At the hospital, I get a few more calls about care, medications and instructions to go to the pharmacy. Then I get dead silence for an hour. Then two hours. Recovery was only supposed to last half this time. I check my phone, and my partner hasn’t texted me. I check missed calls. Nothing. As I grade, my vision blurs. Whenever someone walks by, I wipe my eyes and hide my face.

Colleagues express surprise that I teach four classes a semester, saying it is too much work or grading or students, but four classes a semester is roughly nine classes a week. When I taught high school, I taught six classes a day. Teaching college, I have more time and am not trapped in a suffocating building from 7:45 a.m. to 5 p.m., but my pay is less.

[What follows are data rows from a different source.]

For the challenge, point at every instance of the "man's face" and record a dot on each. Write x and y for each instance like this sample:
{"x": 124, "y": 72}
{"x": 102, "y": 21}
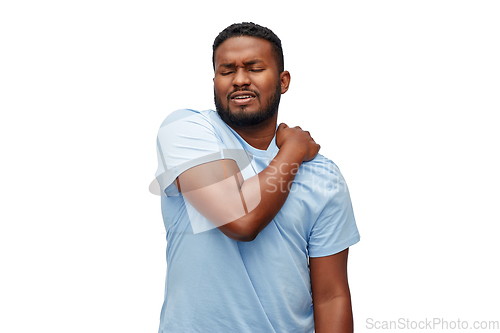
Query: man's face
{"x": 247, "y": 85}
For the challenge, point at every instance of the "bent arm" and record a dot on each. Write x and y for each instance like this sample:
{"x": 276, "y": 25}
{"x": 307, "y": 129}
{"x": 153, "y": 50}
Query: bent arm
{"x": 331, "y": 296}
{"x": 240, "y": 209}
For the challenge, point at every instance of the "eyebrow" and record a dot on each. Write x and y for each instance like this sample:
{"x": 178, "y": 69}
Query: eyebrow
{"x": 246, "y": 63}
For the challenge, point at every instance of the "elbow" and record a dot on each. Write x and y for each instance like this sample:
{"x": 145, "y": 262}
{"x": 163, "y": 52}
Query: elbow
{"x": 239, "y": 231}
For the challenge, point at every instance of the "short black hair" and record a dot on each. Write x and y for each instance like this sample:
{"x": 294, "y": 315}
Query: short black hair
{"x": 252, "y": 30}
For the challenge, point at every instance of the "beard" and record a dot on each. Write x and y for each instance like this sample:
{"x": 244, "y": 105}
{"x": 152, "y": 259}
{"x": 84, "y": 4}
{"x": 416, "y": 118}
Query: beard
{"x": 240, "y": 118}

My starting salary at the high school was $43,000 a year, and my starting pay as a lecturer was $4,500 a class. If I teach eight classes a year, that is only $36,000. If I pick up a summer class, my annual pay is $40,500, but I need to teach two summer classes to exceed what I made as a high school teacher. And I’m one of the lucky ones, because I know some lecturers working for $3,000 or even $1,000 a class.

Rent is skyrocketing. Pay is stagnating. Students pay more tuition than ever, and as a result, their expectations have risen. They want more feedback, more individual attention, more organization, more, more, more. Meanwhile, I basically took a pay cut this year, because my pay did not rise to meet inflation. Do I cut corners when I teach? Absolutely. I grade everything except major assignments on completion. I line up my syllabi across classes to reduce my prep. I’m supposed to have multiple student meetings a semester outside of class to help generate paper topics, but I build it into my class time. I only read final drafts of papers unless a student seeks me out. I write before I grade. If I haven’t used all my sick days, I cancel class to give myself a break.

In the lobby, instead of grading, I stare at my phone. What-ifs spiral in my head. What if something went wrong? What if I have to call my partner’s parents? What if my partner has to stay overnight? If they have to stay, what if the nurses won’t let me see them?

The student who told me my writing exercise was boring admitted to using ChatGPT for his writing assignment, but GPTZero only flagged a few paragraphs. I tried to reverse engineer his writing but couldn’t generate his phrasing. I tried finding a website to compare the documents, but nothing came up. I could reach out to my department, report him to the honor board, fail the assignment or force him to write it again. But at the end of the day, I’m not paid enough to care.

Finally, I get a call from the nurse. She tells me my partner is dealing with severe nausea, which is why recovery is taking so long, but they will be wheeled down soon and I can take them home. When I see my partner, they are clutching a puke bag, face pale. In the car, I take the turns in the road slowly, drive the speed limit on the highway and try not to speed up or slow down too quickly.

Over the next several days, I help my partner up and down the stairs, bring them breakfast, buy us groceries, cook and clean. I don’t have time to grade or update my course syllabus. I don’t have time or energy to email students or meet with them.

I want to tell the administration, “You get what you pay for.” Some lecturers commit to nine hours of student meetings a week. Some lecturers give feedback on every draft. I will not.

Some lecturers teach full-time and have another job, like I do. Some lecturers pick and choose which bills to pay. Some lecturers sell plasma to make ends meet.

Meanwhile, in faculty meetings, where everyone’s lips are glued to the ass of the department head, the instructors and the tenure-track faculty squabble over the closing gap in their incomes, while lecturers are told they should feel lucky they aren’t being paid even less. I love teaching, but my priority is myself, my partner and my art. Only my writing can get me a permanent position, and so I write and I write and I write to get myself out of the lecturer hole.

The author is a full-time lecturer at a public flagship university.